I’ve been trolling the internet for Clay Shirky ever since I stumbled on him in some random post somewhere. He’s informed, insightful, well spoken, bald, and entertaining, and listening to him helps me make sense of what’s going on in the world a bit more. My beautiful wife recently cashed in some Air Miles to get me a bookstore gift-card, and I’m thinking really hard about blowing it on his latest book.
This video is why I like him. He describes a power law for we non-statisticians, eloquently and graphically explaining the law behind that oft quoted stat: 20% of church members do 80% of the work. He also makes some great predictions for where we’re heading. Pointing to the rise of social networking and cheap communication, he argues that we’re at the beginning of a time of chaos, much like the one that followed the printing press, guesstimating that it will be 50 years before we really know what the new structures will look like. In the meantime, non-institutional groups willing to give away control and work for less or no profit will garner incredible cultural capital. The reason behind this is institutions’ inability to capture the contributions of the high percentage of single-contribution-participants in the power law, because single-contribution-participants are not cost-effective. Flickr is happy to have someone contribute a single photo, because it adds to their pool. Nobody wants an employee who contributes one idea (unless it’s really valuable), because they don’t carry their weight. Blogging, I’ll point out, is an example of this sort of phenomenon. Unfortunately for me, I make no profit without any real cultural capital. Blast! That’s alright. I notice that Clay turns to writing a book for institutional publishers and distributors when he wants to make a buck.
What’s this mean for disciples of Jesus? Others have already pointed out the structural (not ideological) similarity between missional church and terrorist networks. If we take this seriously, it means rethinking how and if we identify who’s in, and looking hard at networked groups of smaller churches as part of the way forward. As Clay so poignantly says, we’ve no idea where this is taking us, so we might as well get really good at it.

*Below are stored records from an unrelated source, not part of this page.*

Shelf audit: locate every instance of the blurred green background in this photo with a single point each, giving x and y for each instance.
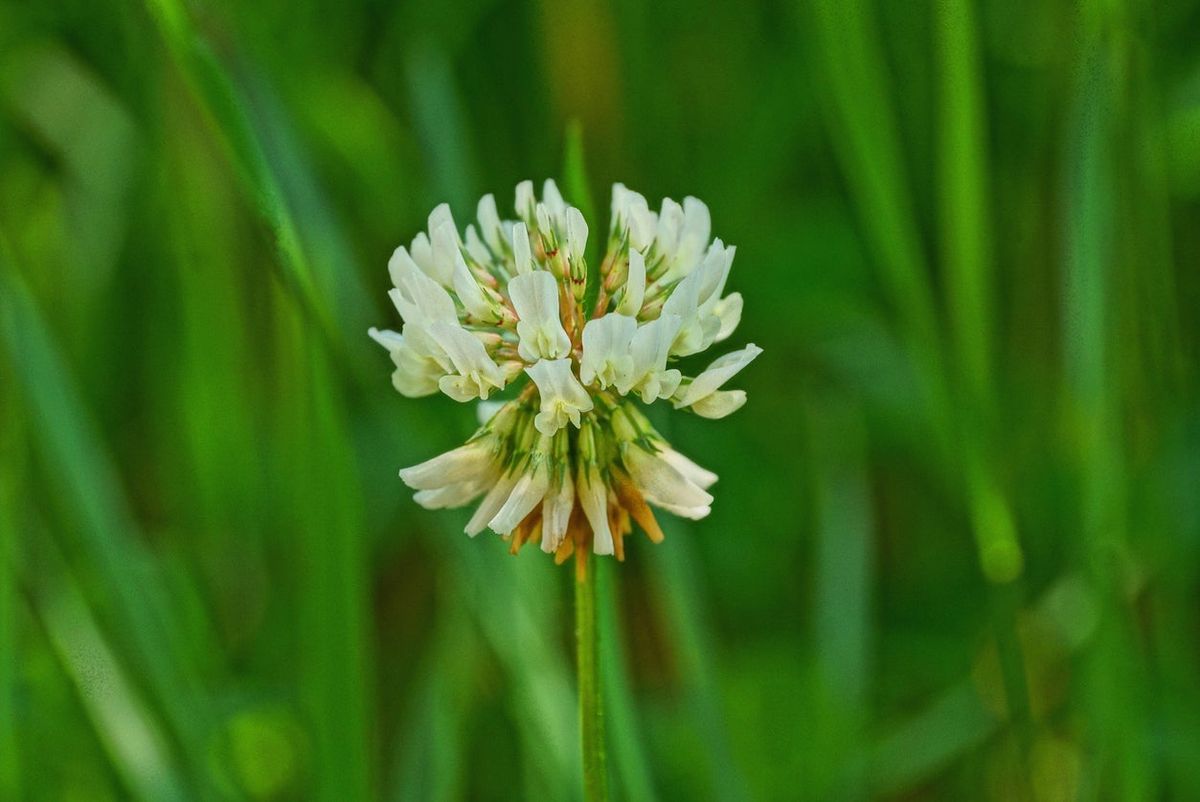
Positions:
(955, 551)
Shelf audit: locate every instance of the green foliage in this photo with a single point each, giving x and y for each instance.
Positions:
(955, 548)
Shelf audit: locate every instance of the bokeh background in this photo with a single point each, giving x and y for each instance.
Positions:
(955, 551)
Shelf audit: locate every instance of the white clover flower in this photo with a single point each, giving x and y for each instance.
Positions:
(568, 459)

On the flip side, just because it’s the way things are going doesn’t mean that we should go blindly along with it. Is including and encouraging single-contribution-participants congruent with Jesus’ demands on our lives in His radical call to discipleship? Should we not call people to something higher?

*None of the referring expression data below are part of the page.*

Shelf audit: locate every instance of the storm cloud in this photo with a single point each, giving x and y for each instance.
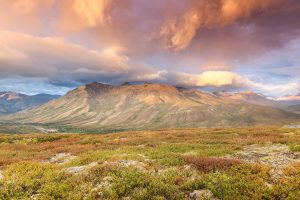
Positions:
(192, 43)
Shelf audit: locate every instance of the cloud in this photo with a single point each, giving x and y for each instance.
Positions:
(226, 80)
(179, 31)
(58, 59)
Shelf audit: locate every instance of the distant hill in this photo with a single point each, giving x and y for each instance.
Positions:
(149, 105)
(11, 102)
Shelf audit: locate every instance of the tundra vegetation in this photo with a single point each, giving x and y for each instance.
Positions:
(160, 164)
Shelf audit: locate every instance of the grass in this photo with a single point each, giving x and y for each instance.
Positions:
(160, 164)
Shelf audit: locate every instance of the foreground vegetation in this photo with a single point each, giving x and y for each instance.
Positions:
(162, 164)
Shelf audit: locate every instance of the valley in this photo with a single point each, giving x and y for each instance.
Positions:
(215, 163)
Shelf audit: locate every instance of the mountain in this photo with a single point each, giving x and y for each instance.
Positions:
(250, 97)
(11, 102)
(290, 100)
(146, 106)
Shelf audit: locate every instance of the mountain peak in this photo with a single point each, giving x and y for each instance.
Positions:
(11, 95)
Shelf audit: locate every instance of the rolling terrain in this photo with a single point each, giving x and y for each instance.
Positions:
(149, 106)
(170, 164)
(11, 102)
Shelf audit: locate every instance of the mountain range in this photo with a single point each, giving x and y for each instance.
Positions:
(150, 105)
(12, 102)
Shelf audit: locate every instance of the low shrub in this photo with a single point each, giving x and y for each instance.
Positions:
(207, 164)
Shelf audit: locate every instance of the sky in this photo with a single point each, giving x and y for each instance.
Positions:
(52, 46)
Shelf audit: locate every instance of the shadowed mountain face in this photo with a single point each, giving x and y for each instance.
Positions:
(150, 106)
(11, 102)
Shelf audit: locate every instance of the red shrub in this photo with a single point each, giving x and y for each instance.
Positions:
(207, 164)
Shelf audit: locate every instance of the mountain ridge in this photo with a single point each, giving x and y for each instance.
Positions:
(147, 106)
(12, 102)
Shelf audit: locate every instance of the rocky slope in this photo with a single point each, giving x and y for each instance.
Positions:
(149, 106)
(11, 102)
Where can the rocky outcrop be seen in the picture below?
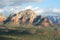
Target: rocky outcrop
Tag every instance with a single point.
(2, 18)
(24, 16)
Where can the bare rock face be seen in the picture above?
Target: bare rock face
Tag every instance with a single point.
(2, 18)
(28, 16)
(24, 16)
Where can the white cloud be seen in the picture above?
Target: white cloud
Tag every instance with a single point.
(56, 10)
(17, 2)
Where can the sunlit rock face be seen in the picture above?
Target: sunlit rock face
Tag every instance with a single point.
(28, 16)
(47, 22)
(2, 18)
(24, 16)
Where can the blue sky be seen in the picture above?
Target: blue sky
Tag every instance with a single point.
(41, 5)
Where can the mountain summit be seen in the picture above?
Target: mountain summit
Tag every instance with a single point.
(28, 16)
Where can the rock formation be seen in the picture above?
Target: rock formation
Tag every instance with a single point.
(28, 16)
(2, 18)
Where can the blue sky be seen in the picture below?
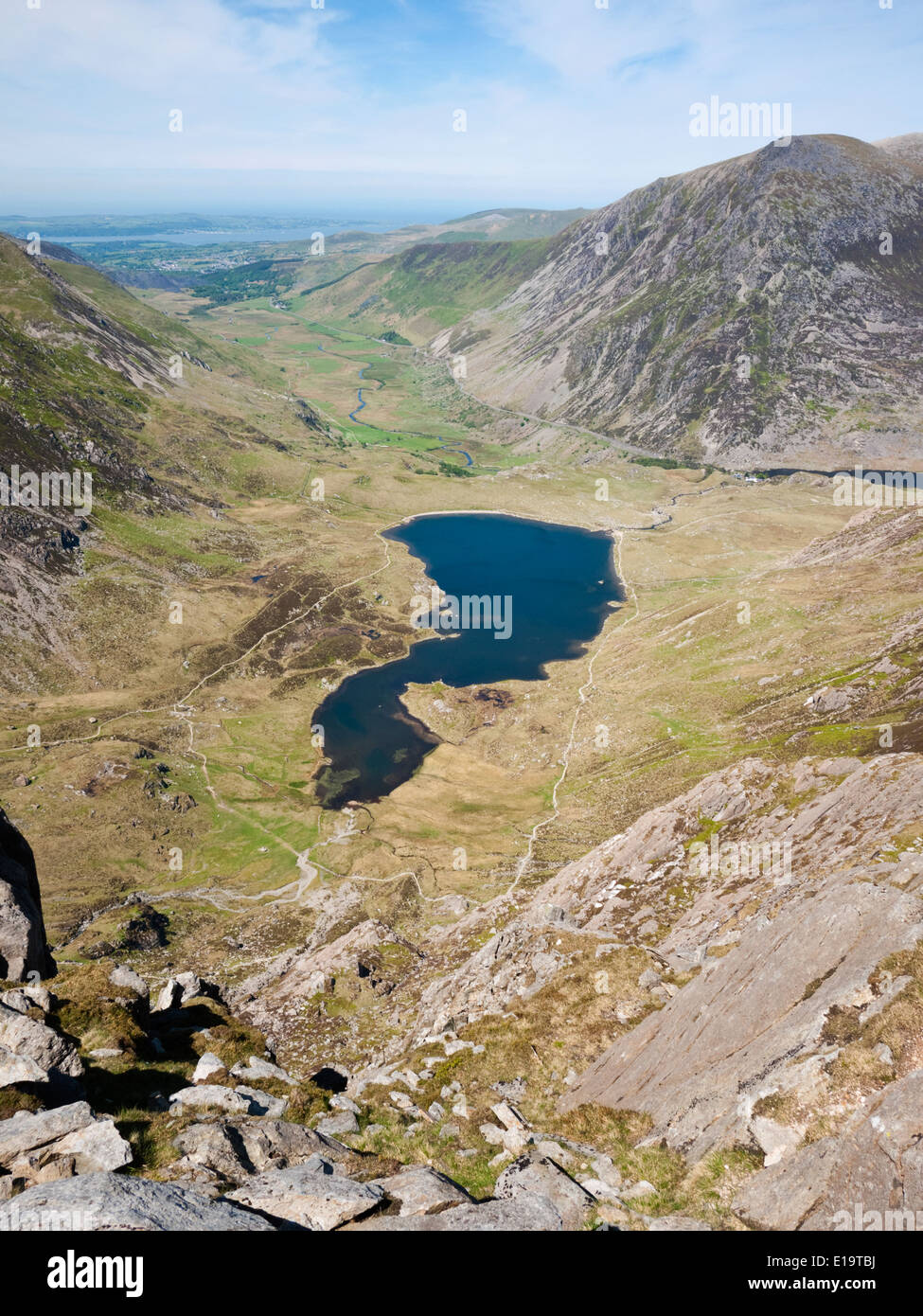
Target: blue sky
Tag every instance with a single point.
(350, 104)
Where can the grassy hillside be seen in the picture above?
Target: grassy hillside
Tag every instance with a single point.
(427, 289)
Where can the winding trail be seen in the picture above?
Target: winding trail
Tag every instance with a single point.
(441, 445)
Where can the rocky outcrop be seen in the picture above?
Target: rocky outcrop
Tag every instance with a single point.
(23, 941)
(310, 1195)
(795, 944)
(47, 1048)
(524, 1214)
(741, 311)
(745, 1026)
(235, 1149)
(60, 1143)
(112, 1201)
(868, 1177)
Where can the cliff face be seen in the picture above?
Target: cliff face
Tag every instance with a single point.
(744, 312)
(23, 942)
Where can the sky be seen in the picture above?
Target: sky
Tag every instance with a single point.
(353, 104)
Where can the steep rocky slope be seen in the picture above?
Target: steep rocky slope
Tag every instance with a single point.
(744, 312)
(94, 382)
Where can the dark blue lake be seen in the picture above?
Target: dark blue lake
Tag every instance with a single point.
(553, 587)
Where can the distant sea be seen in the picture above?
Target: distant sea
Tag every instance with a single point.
(299, 230)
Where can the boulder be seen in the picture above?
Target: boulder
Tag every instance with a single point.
(420, 1190)
(239, 1147)
(209, 1067)
(875, 1165)
(191, 986)
(23, 941)
(334, 1126)
(125, 979)
(678, 1224)
(37, 1041)
(310, 1195)
(527, 1211)
(737, 1032)
(29, 1144)
(19, 1069)
(539, 1174)
(261, 1103)
(208, 1096)
(257, 1069)
(169, 995)
(114, 1201)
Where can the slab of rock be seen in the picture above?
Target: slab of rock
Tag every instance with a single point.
(114, 1201)
(98, 1147)
(310, 1195)
(23, 941)
(64, 1132)
(37, 1041)
(169, 996)
(127, 979)
(542, 1175)
(191, 986)
(527, 1211)
(257, 1069)
(334, 1126)
(774, 1140)
(24, 1132)
(420, 1190)
(678, 1224)
(731, 1036)
(19, 1069)
(209, 1067)
(875, 1165)
(261, 1103)
(208, 1095)
(239, 1147)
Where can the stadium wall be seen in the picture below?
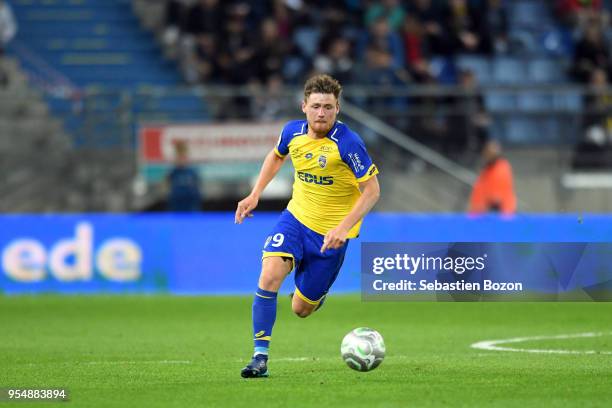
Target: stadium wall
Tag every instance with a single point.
(209, 254)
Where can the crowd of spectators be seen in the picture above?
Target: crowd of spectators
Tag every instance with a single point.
(386, 44)
(239, 42)
(378, 43)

Yes and no. Creating an environment where hundreds of people drift in and out of a church without ever being asked or expected to sacrifice, commit, or spend time with people they don’t automatically like is not the church Jesus founded, even if it’s done in the name of being seeker sensitive. On the other hand, networking Christian communities of various sizes in such a way that devoted followers of Jesus can make occasional contributions to shared projects and one another’s communities is incredibly cool. The first scenario flies in the face of Ephesians 3. The second sounds a lot like Paul’s offering for the Jerusalem church.
I’ll give you a quick example of what this looks like, and then I’ll stop typing before this gets out of hand. For our last day at the BSM club table, we had a friend spend several hours aggressively and effectively passing out flyers and signing people up for our club. Somehow she was able to yell at people, and have them like her for it. It’s a gift. She’s not a member of our club, or any other, as far as I know. Had we limited participation to committed members, we would have connected with far fewer students on Friday. She blessed us, and while she may not be committed to us, she is a regular in the chaplains centre, and, to all appearances, a devoted follower of Jesus.
The Kingdom of Heaven, as we learned at Tapestry Sunday morning in Matthew 13, is difficult to define, and surprising and mysterious in its workings. We try to take control, and in so doing, we lose it.